This book is a collection of papers by anthropologists, psychiatrists, psychologists, and historians who are currently studying schizophrenia, its subjective dimensions, and the cultural processes through which these dimensions are experienced. The book's editors are Janis H. Jenkins, a professor of anthropology and psychiatry in the United States, and Robert J. Barrett, a professor of psychiatry from Australia.
The 13 chapters of this volume are divided into three parts. The first part deals with culture, self, and experience. The second part includes some approaches to investigating the experience of schizophrenia, and the final part looks at subjectivity and emotion. The first chapter is written by Jenkins, who, drawing on multiple cultural theories, examines the cultural grounding of subjective experience in schizophrenia as a paradigm for understanding fundamental human processes. The book includes extensive documentation that the outcome of persons with a diagnosis of schizophrenia and related disorders in the industrialized world is less favorable than in the developing countries.
The meaning of culture and its relationship is extensively interrogated in one chapter. There is a fascinating exposé of the importance of understanding the ethnographic underpinnings in order to study the comparative cultural phenomenology, using as an example the Iban of Borneo and interpreting schizophrenia by ethnographic means from Australia. Researchers from South India argue that to understand the influence of culture on the evolution of schizophrenia, one must begin with the ways in which patients and family members situate themselves in a world that is deeply affected by psychosis.
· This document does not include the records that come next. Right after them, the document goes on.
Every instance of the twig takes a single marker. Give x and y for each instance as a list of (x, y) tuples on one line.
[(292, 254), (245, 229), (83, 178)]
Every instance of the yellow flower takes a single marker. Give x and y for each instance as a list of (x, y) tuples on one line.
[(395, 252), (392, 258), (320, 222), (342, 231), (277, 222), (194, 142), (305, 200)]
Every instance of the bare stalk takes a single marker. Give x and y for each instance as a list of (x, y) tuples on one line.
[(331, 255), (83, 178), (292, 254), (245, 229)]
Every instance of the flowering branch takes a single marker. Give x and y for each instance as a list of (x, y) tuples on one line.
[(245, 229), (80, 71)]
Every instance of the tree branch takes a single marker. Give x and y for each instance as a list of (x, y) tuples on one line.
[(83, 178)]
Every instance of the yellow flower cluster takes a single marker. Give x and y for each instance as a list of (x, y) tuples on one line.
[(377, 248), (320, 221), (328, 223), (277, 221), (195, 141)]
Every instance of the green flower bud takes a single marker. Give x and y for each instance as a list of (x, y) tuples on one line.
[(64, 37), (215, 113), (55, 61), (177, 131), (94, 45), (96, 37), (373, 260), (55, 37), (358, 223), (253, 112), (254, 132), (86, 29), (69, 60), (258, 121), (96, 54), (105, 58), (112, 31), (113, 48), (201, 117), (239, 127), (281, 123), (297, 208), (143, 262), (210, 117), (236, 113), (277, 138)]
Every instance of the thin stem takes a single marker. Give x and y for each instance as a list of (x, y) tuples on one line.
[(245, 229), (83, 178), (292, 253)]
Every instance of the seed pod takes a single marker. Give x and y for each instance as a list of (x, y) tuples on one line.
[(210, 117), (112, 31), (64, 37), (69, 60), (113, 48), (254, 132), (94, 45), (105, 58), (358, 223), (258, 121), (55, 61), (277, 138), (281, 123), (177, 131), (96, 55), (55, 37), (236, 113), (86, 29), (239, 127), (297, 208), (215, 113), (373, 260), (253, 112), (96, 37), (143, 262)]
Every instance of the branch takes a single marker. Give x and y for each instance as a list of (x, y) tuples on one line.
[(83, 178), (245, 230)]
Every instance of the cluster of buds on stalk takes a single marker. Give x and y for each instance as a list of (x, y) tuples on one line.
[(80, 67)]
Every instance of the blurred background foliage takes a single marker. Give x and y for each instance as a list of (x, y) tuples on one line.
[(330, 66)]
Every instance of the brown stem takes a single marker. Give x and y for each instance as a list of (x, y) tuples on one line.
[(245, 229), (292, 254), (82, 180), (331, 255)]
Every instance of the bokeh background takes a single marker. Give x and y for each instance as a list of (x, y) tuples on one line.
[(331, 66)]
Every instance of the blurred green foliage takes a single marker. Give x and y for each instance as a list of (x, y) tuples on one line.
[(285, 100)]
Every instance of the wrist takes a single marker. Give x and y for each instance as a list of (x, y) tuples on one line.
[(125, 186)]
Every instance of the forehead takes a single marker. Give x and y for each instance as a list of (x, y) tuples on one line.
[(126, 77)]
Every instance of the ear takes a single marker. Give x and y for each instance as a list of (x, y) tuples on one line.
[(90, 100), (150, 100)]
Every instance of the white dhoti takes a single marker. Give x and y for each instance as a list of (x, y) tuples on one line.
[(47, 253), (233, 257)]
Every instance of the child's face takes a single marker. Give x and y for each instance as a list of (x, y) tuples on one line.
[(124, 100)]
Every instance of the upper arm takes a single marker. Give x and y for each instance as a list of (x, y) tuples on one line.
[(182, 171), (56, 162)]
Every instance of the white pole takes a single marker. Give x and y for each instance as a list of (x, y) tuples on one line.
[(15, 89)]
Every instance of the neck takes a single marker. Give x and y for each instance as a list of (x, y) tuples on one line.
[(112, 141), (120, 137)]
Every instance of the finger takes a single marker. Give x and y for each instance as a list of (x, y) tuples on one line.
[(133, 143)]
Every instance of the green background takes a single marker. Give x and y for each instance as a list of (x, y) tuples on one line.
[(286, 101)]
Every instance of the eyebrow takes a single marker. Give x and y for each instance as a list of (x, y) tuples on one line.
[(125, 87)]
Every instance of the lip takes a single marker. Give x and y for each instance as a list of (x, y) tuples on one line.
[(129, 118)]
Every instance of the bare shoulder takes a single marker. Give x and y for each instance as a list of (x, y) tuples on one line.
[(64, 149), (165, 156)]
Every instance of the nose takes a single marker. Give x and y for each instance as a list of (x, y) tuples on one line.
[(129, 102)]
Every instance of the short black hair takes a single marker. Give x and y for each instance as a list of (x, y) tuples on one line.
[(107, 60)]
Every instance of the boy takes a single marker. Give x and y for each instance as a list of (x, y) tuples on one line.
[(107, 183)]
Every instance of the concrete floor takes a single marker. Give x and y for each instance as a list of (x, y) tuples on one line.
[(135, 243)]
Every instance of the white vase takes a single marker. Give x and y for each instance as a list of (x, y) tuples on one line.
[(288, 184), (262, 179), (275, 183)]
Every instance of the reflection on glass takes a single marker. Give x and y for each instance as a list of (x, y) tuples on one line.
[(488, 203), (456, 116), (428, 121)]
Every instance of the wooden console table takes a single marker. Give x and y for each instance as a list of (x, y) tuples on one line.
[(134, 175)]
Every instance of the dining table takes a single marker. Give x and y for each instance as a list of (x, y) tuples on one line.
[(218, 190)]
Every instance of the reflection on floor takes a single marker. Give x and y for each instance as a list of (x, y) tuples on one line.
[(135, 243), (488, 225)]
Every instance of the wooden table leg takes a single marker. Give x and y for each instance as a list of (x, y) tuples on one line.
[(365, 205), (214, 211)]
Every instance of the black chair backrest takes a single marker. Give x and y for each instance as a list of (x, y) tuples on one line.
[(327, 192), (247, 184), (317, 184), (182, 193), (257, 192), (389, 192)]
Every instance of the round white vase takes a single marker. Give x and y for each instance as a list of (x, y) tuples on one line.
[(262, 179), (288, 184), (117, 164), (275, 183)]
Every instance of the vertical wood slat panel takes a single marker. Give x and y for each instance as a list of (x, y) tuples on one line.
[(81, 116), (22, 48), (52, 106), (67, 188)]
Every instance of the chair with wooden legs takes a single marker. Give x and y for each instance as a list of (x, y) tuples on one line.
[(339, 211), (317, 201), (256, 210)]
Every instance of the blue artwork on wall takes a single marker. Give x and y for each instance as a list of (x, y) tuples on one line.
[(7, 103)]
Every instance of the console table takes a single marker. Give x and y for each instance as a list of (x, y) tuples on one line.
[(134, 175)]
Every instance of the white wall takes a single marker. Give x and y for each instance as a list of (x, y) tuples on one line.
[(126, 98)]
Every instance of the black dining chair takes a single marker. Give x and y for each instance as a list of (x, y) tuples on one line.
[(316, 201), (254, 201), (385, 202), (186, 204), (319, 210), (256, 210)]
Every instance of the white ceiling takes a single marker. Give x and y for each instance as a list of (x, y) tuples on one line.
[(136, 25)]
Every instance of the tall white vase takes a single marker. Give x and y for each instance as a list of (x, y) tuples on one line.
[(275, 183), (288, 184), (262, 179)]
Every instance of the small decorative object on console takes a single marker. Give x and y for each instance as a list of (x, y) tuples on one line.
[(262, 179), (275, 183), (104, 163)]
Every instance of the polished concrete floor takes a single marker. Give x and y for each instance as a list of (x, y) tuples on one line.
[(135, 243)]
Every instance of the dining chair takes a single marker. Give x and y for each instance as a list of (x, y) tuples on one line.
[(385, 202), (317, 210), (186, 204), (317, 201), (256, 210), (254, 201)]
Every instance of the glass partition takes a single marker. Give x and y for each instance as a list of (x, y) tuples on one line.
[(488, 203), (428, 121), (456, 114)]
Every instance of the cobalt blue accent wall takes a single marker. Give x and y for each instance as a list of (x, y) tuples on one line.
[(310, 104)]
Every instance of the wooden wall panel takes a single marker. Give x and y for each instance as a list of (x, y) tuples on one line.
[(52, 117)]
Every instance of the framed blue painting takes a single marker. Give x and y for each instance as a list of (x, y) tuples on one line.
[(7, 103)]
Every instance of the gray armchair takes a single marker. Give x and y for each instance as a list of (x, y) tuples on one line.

In the second part of this volume, personal experience of schizophrenia is investigated in four different contexts: central Javanese culture of Indonesia; pagalami (madness) in Bangladesh; homeless persons with mental illness in Bogota, Columbia; and symptoms of colonialism among the Yoruba people of Southwest Nigeria. Each of the chapters is outstanding in its depth and clarity. The final part of the book, which deals with subjectivity and emotion, includes a detailed account of the experience in the Swahili culture of Zanzibar. The other chapters deal with the concept of subjectivity in dispute, negative symptoms, common sense and cultural disembedding in the modern age, and the subjective experience of emotion in schizophrenia.
This is a marvelous book that examines the impact of culture and subjective experience in schizophrenia. Instead of applying one set of criteria to all patients, as we generally do in assigning a diagnosis of schizophrenia, this book fosters awareness about conceptualization of the interaction between social and cultural processes and self processes linked to psychosis. While bringing significant research from varying cultures and subcultures belonging to different religious affiliations, this volume raises enormous questions and provides opportunity for future research.
These are times when cultural sensitivity and cultural competence are hot subjects. Schizophrenia, Culture, and Subjectivity: The Edge of Experience has certainly succeeded in its objective of bringing findings of social science research to clinicians for applications in their day-to-day practice with many examples from around the world. This book stimulates the interest of clinicians to understand the distinctive configuration of cultural influences at play in their patient's context. The book is a great resource for all mental health professionals seeking to understand culture and subjective experience in schizophrenia.